As an educator of elementary school age children, when asked about appropriate dress, I always avoided laying down rules. I still say, “It all depends on the body.” A skinny 11-year-old girl in a tank top isn’t going to raise any alarms. An already developed girl of the same age in something skin tight is another thing. It’s a matter of common sense and good taste.

It’s no different for the older crowd. Some of us still have bodies that can be shown off, to some extent. If the legs are shapely, if the arms are firm, showing them is OK. You’ll only get admiration. I’m thinking of Jane Fonda in her latest TV incarnation. She looks fabulous, and she’s earned it, after all those years of exercise videos. But nobody wants to look at saggy, crepey arms or pasty, flabby legs.

I’m going to stop right here because I know somebody out there is yelling, “I’m going to wear whatever I want and I don’t care what anyone thinks!” That’s fine with me. If you don’t want to ever hear, “You look so nice today” or “You look so young for your age” that’s your choice. Who you are is definitely more important than how you look, even though western civilization hasn’t caught on yet. I’m just saying for most of us who still appreciate being appreciated, there are some good choices to make.

My biggest challenge is finding clothes that fit the waistline I no longer have. I’ve decided it would take a life-threatening illness to get rid of my bulging middle. The rest of me would be skin and bones. So I’ve accepted it, sort of, despite always talking about losing 20 pounds one day soon. I look for tops that are wide at the bottom. I never tuck anything in. I’ve learned that “v” necklines elongate the torso and draw attention away from the middle. Pretty earrings or necklaces also draw attention upward. So on a good day, I can look sharp. I know I’m not fooling anybody into thinking I’m thin, but at least I’m not drawing attention to my unsightly bulges. And fashion designers have helped us older gals immensely by popularizing loose mid-thigh tops worn with tights.

The guys aren’t so lucky. Their belts have to go around whatever there is to go around. A man in a T-shirt hanging down to his hips just looks sloppy. There are ethnic shirts meant to hang low but few men born in America would dress that way every day.

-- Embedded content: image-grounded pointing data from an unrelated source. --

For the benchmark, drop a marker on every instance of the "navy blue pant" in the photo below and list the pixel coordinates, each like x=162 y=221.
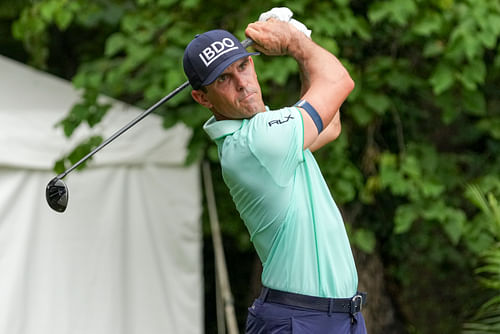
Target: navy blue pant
x=270 y=318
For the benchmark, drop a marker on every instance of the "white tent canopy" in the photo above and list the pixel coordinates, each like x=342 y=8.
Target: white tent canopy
x=125 y=257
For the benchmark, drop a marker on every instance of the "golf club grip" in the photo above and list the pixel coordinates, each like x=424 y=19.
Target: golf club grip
x=246 y=43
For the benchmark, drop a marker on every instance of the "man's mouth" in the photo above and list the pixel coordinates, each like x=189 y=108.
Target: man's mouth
x=247 y=96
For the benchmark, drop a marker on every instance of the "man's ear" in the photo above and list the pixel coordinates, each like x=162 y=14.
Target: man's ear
x=201 y=97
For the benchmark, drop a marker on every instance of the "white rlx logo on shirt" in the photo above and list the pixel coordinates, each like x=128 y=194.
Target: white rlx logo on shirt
x=217 y=49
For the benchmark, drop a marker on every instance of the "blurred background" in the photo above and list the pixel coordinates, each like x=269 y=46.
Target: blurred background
x=415 y=171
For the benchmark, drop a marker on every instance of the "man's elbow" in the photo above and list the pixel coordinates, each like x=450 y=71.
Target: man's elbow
x=337 y=129
x=349 y=83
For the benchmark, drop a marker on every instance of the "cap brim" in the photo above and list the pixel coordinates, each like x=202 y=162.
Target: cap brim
x=222 y=66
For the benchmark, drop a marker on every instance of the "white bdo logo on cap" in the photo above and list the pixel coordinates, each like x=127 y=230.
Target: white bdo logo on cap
x=217 y=49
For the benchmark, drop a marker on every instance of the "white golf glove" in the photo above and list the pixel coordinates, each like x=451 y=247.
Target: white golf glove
x=285 y=14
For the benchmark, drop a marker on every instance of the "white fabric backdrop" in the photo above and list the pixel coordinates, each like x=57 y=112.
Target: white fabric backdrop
x=125 y=257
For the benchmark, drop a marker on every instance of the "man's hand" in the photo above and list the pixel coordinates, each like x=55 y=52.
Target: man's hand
x=272 y=37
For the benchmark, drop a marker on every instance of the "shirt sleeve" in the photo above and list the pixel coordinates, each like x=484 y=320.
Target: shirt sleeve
x=276 y=138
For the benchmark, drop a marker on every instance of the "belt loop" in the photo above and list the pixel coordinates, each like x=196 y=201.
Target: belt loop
x=265 y=293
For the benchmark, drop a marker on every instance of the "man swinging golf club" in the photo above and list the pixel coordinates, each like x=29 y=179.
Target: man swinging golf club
x=309 y=277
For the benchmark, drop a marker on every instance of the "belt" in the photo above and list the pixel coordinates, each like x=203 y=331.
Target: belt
x=331 y=305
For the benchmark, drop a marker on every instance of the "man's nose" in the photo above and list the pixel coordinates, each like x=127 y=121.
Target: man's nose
x=241 y=82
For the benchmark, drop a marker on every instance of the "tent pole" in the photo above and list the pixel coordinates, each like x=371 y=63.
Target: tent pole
x=220 y=260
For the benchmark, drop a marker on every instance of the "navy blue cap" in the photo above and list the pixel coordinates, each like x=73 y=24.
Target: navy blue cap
x=209 y=54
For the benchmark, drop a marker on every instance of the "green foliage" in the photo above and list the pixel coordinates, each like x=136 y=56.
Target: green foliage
x=422 y=122
x=487 y=318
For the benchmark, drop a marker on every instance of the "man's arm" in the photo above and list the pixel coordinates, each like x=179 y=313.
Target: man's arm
x=329 y=133
x=325 y=81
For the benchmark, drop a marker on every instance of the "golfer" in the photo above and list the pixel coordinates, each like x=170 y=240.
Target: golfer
x=309 y=277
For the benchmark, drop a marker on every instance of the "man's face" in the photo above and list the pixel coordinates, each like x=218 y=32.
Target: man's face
x=235 y=94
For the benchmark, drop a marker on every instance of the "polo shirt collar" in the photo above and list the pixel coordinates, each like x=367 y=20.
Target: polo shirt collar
x=218 y=129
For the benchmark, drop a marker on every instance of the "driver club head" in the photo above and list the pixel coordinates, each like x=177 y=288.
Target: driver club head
x=56 y=194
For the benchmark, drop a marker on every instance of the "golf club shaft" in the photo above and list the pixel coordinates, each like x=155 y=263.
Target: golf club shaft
x=125 y=128
x=246 y=43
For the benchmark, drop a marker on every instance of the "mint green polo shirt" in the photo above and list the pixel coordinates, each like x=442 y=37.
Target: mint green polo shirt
x=279 y=191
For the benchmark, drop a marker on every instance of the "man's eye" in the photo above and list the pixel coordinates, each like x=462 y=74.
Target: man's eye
x=243 y=65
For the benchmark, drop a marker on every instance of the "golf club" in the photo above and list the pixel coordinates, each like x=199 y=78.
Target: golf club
x=56 y=192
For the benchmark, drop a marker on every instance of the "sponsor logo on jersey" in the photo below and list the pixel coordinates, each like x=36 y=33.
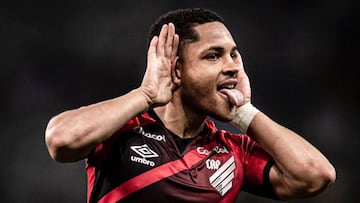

Perhaps there’s some justice here, as men have always had it easy with shoes. If you gals are still rocking your stilettos, more power to you. High heels have never worked for me and these days the only time my feet have a chance of being comfortable is when I’m wearing running shoes and lying down. I occasionally find a pair of flats or sandals that don’t hurt and look OK for dress up. I wear them to shreds and then must find something new.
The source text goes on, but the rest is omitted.